Sedari dulu saya sangat mengagumi
sosok perempuan, hingga saat ini rasa kagum ini semakin bertambah dan semoga
akan terus bertumbuh. Namun kekaguman ini saya batasi pada sosok ibu dan istri,
kekaguman dalam bentuk ikhtiram atau rasa hormat tak terkira.
Sedari kecil saya belajar di
madrasah diingatkan untuk menghormati perempuan (Ibu) sebagaimana warisan
hadist nabi. Saat itu dan seiring waktu berjalan pikiran saya belum mampu
mencerna, mengapa menghormati ibu diucapkan 3 kali dan Bapak hanya 1 kali.
Dan kini saya sudah mendapatkan
jawabannya dimulai mendampingi istri ketia hamil, melahirkan dan kini mendidik
dan membesarkan anak. Saya hanya bisa berucap begitu hebat dan supernya
perempuan. Perempuan adalah makhluk paling istimewa yang Allah ciptakan,
energinya tak pernah habis, stok
kesabarannya tak pernah menipis, rasa sayangnya tak pernah terbilang.
Ketika meringis saat akan
melahirkan dua kalimat yang istti ucapkan; teringat banyak dosa akan ibu,
rasanya cukup satu anak saja. Dua kalimat itu muncul dalam bawah alam sadar
saking sakitnya merasakan sesaat akan melahirkan. Rupanya rasa sakit yang
terlewati terlupakan seiring tumbuh kembangnya anak setiap waktunya.
Saat kini anak kami menginjak 8
bulan, paling lama saya mengasuh 1-2 jam, dan terasa berkeringatnya, harus
terus menerus berinovasi mencari permainan. Dalam benak saya rasanya tak
sanggup jika harus mengasuh seharian. Keluhan itu tak terucap dari mulut istri,
senyumnya terus mengembang sepenjang waktu mendampingi sang anak.

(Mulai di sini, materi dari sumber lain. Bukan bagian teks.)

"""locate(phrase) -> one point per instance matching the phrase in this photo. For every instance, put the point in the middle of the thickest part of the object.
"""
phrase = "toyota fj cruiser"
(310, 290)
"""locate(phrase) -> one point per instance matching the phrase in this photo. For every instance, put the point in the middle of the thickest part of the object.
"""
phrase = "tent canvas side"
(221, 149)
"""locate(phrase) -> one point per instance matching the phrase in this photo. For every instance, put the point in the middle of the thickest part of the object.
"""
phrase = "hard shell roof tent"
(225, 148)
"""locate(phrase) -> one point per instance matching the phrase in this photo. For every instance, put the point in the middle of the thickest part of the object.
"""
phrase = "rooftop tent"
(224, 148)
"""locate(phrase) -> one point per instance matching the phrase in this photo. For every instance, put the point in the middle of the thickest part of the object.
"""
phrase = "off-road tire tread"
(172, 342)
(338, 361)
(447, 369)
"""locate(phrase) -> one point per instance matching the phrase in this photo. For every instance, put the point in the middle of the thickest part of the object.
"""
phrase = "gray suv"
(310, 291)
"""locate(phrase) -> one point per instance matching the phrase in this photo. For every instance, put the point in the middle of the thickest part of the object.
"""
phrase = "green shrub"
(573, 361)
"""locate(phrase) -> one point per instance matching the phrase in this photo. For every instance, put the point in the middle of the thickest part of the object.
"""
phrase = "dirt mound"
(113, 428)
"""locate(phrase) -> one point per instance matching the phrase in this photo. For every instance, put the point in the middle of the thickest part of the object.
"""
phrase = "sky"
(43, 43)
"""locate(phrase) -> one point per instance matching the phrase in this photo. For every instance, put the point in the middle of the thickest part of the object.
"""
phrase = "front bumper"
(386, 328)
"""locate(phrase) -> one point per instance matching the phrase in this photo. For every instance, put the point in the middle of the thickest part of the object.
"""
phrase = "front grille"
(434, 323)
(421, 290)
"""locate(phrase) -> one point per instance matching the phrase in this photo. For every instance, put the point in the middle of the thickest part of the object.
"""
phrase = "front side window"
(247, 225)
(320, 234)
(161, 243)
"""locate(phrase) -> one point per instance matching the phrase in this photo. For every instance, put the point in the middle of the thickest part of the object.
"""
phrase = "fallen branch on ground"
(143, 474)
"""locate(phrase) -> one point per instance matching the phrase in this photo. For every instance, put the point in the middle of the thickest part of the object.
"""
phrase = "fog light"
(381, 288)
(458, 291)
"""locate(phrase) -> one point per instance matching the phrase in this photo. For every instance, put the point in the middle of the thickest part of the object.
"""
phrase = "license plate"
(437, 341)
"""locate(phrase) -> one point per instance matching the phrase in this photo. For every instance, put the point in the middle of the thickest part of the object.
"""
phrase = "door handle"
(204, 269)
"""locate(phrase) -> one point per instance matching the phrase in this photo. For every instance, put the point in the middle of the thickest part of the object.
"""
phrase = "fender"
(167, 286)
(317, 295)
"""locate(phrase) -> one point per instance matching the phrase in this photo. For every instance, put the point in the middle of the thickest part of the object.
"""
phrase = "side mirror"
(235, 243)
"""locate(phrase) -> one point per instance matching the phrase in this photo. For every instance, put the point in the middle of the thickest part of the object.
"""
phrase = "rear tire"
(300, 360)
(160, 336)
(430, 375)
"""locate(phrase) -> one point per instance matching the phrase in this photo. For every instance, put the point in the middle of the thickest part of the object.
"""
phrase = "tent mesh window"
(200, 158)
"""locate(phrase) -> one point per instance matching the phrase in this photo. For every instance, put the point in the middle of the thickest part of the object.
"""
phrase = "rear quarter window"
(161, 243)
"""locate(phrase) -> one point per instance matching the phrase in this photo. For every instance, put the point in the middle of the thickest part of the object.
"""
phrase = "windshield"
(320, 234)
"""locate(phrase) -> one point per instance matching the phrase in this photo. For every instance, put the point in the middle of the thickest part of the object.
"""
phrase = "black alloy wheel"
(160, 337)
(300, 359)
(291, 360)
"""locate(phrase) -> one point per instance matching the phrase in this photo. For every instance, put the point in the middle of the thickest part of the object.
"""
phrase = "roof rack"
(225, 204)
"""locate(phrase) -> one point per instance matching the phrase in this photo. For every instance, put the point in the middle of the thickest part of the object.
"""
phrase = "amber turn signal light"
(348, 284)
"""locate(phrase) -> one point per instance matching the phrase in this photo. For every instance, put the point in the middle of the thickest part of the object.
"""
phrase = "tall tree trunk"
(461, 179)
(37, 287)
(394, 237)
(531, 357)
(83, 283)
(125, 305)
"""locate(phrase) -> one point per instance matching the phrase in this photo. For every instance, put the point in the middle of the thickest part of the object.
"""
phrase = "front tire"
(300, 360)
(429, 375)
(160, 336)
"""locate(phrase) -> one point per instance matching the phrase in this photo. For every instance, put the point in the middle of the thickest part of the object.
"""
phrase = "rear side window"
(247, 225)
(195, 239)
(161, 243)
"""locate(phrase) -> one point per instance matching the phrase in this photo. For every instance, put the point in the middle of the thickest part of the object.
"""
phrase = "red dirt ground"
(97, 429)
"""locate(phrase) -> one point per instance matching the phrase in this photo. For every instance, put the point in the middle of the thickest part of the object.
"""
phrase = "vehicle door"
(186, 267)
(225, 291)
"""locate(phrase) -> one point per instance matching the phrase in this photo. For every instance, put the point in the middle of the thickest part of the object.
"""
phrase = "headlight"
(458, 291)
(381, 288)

Mudah bagi saya berucap capek
sepulang kantor, lalu menanggalkan urusan pekerjaan rumah, dan begitu hebatnya
istri memahami dan memaklumi kondisi suami. Namun itu tidak berlaku bagi istri,
tak pernah terucap rasa capek mengasuh anak, membereskan rumah, memasak, dan tak
terhitung peran lainnya. Apa jadinya jika istri meminta cuti mengasuh anak,
cuti membereskan rumah dan memasak?. Terkadang para suami yang memang tidak
tahu diri, mudah mengucap kecewa hanya karena masakan yang kurang garam, hanya
karena lantai yang sedikit kotor, dan hal kecil lainnya. Padahal jika harus
menggaji berapa yang harus dibayarkan kepada istri mungkin tidak akan terukur
oleh berapapun besarnya uang.
Ikhtiram lebih besar saya
haturkan untuk Ibu, perempuan istimewa yang telah membesarkan 8 anak, tanpa
keluh kesah, dan saya sebagai anak ke-8 bersaksi betapa luar biasanya Ibu.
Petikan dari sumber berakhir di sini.